É difícil imaginar Sartre vivendo até os 120 anos. Gadamer viveu até os 102, mas sua persona se confundia com uma certa materialização das tradições e do passado que exortava. O mesmo vale para MacIntyre, que nos deixou recentemente, aos 96 anos. Sartre, aos 74, já estava fisicamente bastante debilitado há quase 10. É difícil imaginar para onde teria ido seu pensamento, nos anos 80: desde 1974, o filósofo era tutelado por um “secretário”, chamado Benny Lévy (não confundir com Bernard-Henri Lévy, controverso autor de uma biografia mui impressionista sobre Sartre), que o teria levado a dizer cousas que o filósofo jamais diria se não estivesse, justamente, debilitado.
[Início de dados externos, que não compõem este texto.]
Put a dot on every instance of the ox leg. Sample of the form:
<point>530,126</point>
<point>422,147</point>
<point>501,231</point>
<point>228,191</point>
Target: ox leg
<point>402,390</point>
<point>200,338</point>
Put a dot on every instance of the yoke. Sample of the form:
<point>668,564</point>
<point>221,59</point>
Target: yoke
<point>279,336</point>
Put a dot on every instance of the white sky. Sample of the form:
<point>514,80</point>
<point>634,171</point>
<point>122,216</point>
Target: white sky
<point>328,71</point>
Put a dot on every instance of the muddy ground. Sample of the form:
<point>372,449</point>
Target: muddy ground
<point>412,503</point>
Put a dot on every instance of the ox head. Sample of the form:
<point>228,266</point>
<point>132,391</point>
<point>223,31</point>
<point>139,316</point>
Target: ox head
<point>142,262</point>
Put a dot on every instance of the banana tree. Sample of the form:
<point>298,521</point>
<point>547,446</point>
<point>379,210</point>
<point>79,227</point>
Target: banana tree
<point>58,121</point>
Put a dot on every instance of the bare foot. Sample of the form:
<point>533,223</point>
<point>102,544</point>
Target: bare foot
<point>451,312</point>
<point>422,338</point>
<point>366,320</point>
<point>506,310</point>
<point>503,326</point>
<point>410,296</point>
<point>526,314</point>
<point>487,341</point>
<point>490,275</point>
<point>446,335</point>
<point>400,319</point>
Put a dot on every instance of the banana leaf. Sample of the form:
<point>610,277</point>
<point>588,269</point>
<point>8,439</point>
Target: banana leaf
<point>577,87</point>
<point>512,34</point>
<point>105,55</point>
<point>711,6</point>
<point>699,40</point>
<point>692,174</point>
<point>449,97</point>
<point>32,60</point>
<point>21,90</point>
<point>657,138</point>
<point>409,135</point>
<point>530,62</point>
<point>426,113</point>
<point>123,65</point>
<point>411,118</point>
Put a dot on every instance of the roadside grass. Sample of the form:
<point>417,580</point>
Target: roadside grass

Cousas que algumas pessoas, profissionais em filosofia, não gostam que sejam citadas nos papers. Em suas últimas entrevistas, Sartre teria não só se aproximado de esperanças messiânicas — mais típicas do pensamento de Lévinas do que da filosofia da existência, pois — como disse que jamais sentiu angústia, desespero, essas coisas noir que constituíam o charme desencantado do existencialismo. Curiosamente, no Diário de uma guerra estranha, redigido entre 1939 e 1940, Sartre já parecia dizer coisas desagradáveis para a glosa especializada: não apenas confessava que não era autêntico como, mais do que isso, que não sentira a célebre náusea que explorara em seu romance. Eis as palavras do próprio Sartre:
“É verdade, não sou autêntico. Tudo o que sinto, antes mesmo de sentir, sei que o sinto. E, então, sinto apenas pela metade, absorvido que estou em definir meu sentimento e pensar sobre ele. Minhas maiores paixões não passam de movimentos de nervos. O resto do tempo, sinto às pressas e depois traduzo em palavras, aperto um pouco daqui, forço um pouco dali, e surge a sensação exemplar, digna de um livro encadernado. Tudo o que os homens sentem posso adivinhar, explicar, transformar em palavras. Mas não sentir. Crio uma ilusão, pareço uma pessoa sensível e sou um deserto. Mas quando considero meu destino, ele não me parece tão desprezível: é como se tivesse à minha frente uma porção de terras prometidas nas quais nunca entrarei. Não senti a Náusea, não sou autêntico, parei à porta das terras prometidas. Mas mostro o caminho para que outros possam entrar. Sou o indicador, esse o meu papel. Parece-me que neste momento utilizo-me da parte mais essencial de minha estrutura, dessa espécie de amargura desolada de me ver sentir e me ver sofrer, não para conhecer a mim mesmo, mas para conhecer todas as ‘naturezas’, o sofrimento, a alegria, o ser-no-mundo. É o meu eu, esta reduplicação contínua e reflexiva, esta precipitação ávida de tirar partido de mim mesmo, este cuidado. Sei muito bem — e muitas vezes sinto-me cansado disso. […] Além disso de tempos em tempos, gozo os prazeres inocentes da alma pura, prazeres logo identificados, descobertos, transformados em palavras, espalhados na minha correspondência. Sou todo orgulho e lucidez.”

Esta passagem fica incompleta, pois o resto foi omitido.